Nato in continuità di intenti con la ideazione del MUVIT, il MOO Museo dell'Olivo e dell'Olio è situato in un piccolo nucleo di abitazioni medioevali all’interno delle mura castellane.
Il percorso si snoda lungo dieci sale e si apre con informazioni redatte dal C.N.R. sulle caratteristiche botaniche dell’olivo, sulle cultivar più diffuse in Umbria, sulle tecniche tradizionali e d'avanguardia di messa a coltura e di estrazione dell’olio, affiancate da mappe sulla diffusione storica dell’olivicoltura nel globo. Le sale successive, ambientate nei locali che furono già sede di un frantoio, attivo fino a pochi decenni fa e testimoniato dalla presenza di un grande camino, ospitano una ricca documentazione relativa alla storia e alla evoluzione delle macchine olearie: dai primi mortai in pietra, risalenti al V millennio a.C., via via, correndo lungo i secoli, alla introduzione del trapetum, l’ampia vasca di probabile origine greca definitivamente utilizzata e diffusa dai Romani, fino alle più complesse macchine a trazione animale o idraulica e alla invenzione del sistema “a ciclo continuo” che ha segnato l’avvio per la nuova elaiotecnica.
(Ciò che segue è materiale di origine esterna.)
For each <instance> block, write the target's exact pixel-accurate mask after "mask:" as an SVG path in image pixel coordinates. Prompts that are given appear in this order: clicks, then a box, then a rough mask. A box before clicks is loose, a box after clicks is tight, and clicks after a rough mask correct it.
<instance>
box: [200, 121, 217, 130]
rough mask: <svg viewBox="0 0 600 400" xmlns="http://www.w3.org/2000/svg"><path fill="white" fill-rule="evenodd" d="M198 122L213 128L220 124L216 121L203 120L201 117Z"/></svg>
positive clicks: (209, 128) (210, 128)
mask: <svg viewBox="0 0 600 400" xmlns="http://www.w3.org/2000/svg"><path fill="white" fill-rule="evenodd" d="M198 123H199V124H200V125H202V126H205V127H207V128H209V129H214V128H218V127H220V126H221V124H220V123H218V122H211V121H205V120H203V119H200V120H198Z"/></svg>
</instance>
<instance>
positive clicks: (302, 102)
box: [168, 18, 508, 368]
Il percorso prosegue nei due piani superiori, dove la presenza dell’olio e dell’olivo nel quotidiano, gli usi e le valenze ad essi attribuiti nel corso del tempo sono documentati in sezioni: l’origine mitologica della pianta, il rilievo dell’olivicoltura dall’economia romana alla ripresa tardo medievale sino ai secoli recenti, l’olio come fonte di illuminazione, nelle religioni monoteiste mediterranee, nella medicina e nella alimentazione, nello sport, nella cosmesi, come fonte di riscaldamento e come elemento significativo di un immaginario popolare che alla pianta e al prodotto derivato dal suo frutto ha attribuito – e in parte ancora attribuisce – valenze simboliche, propiziatorie, apotropaiche e curative.
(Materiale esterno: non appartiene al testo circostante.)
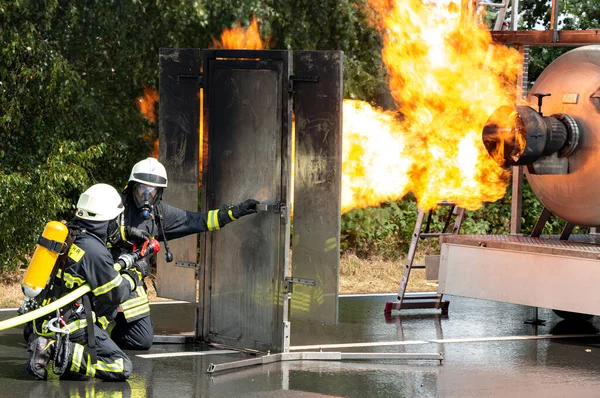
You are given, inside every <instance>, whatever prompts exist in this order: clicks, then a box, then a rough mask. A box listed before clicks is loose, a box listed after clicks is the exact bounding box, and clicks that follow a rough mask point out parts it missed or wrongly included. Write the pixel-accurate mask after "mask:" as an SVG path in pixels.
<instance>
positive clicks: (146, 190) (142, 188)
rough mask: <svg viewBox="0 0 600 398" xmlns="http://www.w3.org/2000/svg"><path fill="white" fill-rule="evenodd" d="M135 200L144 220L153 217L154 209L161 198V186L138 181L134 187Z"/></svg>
mask: <svg viewBox="0 0 600 398" xmlns="http://www.w3.org/2000/svg"><path fill="white" fill-rule="evenodd" d="M133 200H134V202H135V205H136V206H137V208H138V209H139V210H140V215H141V217H142V218H143V219H144V220H149V219H151V218H152V210H153V209H154V206H155V205H156V204H157V203H158V201H159V200H160V188H159V187H154V186H151V185H146V184H141V183H137V184H135V187H134V188H133Z"/></svg>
La sala V, dedicata ad Athena, divinità cui si deve il dono dell’olivo agli uomini, espone, accanto a diversi oggetti che richiamano ai vari attributi della dea, un alábastron attico in ceramica a figure rosse, firmato dal Pittore della Fonderia e risalente al V secolo a.C.; l’oggetto, di grande interesse per l’abilità dell’artista, ritrae Athena in attesa di ricevere lo scudo recante l’effige della civetta (suo primo emblema) dalle mani del metallurgo che lo ha creato. Di fronte, a significare l’uso remotissimo di lucerne votive, affiancata da una scheda scientifica di Mario Torelli, è esposta una lucerna trilicne del VII secolo a.C., in marmo di Paros, superbo esempio di arte dedalica.
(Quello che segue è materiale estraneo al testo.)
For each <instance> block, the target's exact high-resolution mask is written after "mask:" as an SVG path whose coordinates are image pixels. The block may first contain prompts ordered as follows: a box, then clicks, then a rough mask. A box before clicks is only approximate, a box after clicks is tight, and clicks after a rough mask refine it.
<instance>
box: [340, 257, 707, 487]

La raccolta di lucerne, che da età preclassica giunge al tardo neoclassicismo, presenta particolare attenzione: dalla bilicne romana in bronzo, ageminata in argento e rame, al piccolo putto bronzeo rinascimentale, alle due preziose lucerne da scala fiorentine, datate XVI secolo. Interessanti per tecniche e stili rappresentati, indicativi di correnti di gusto sensibili al mito della antichità e dell’esotismo, il gruppo delle “neoclassiche” comprende lucerne da parata che vanno dalla “fiorentina” in vetro, da Murano, alle “romane”, provenienti dalle maggiori botteghe di argentieri e bronzisti, caratterizzate da sculture che conoscono all’epoca una grande diffusione: così il Mercurio che corre sul soffio del Vento, o l’egizio, che rimanda alle campagne napoleoniche.
Oliere e salsiere, ampolle per profumi e balsamari, bracieri e scaldini, testi dotti ed oggetti di manifattura popolare testimoniano il ricorrere all’olio nei secoli per i diversi usi. Al termine del percorso museale, un corridoio di proverbi e detti legati all’olio conduce alla pluralità di attività artigiane in cui l’olio è elemento indispensabile, per concludere con il richiamo all’immaginario popolare.
Attività:
a cadenza annuale il Museo dell’Olivo e dell’Olio propone la rassegna OLIO E LUCE: artisti contemporanei sono chiamati a interpretare il tema della lucerna a olio. Hanno partecipato fino ad oggi artisti quali Bruno Ceccobelli, Nino Caruso, Lorenzo Burchiellaro, Aldo Rontini, Riccardo Biavati.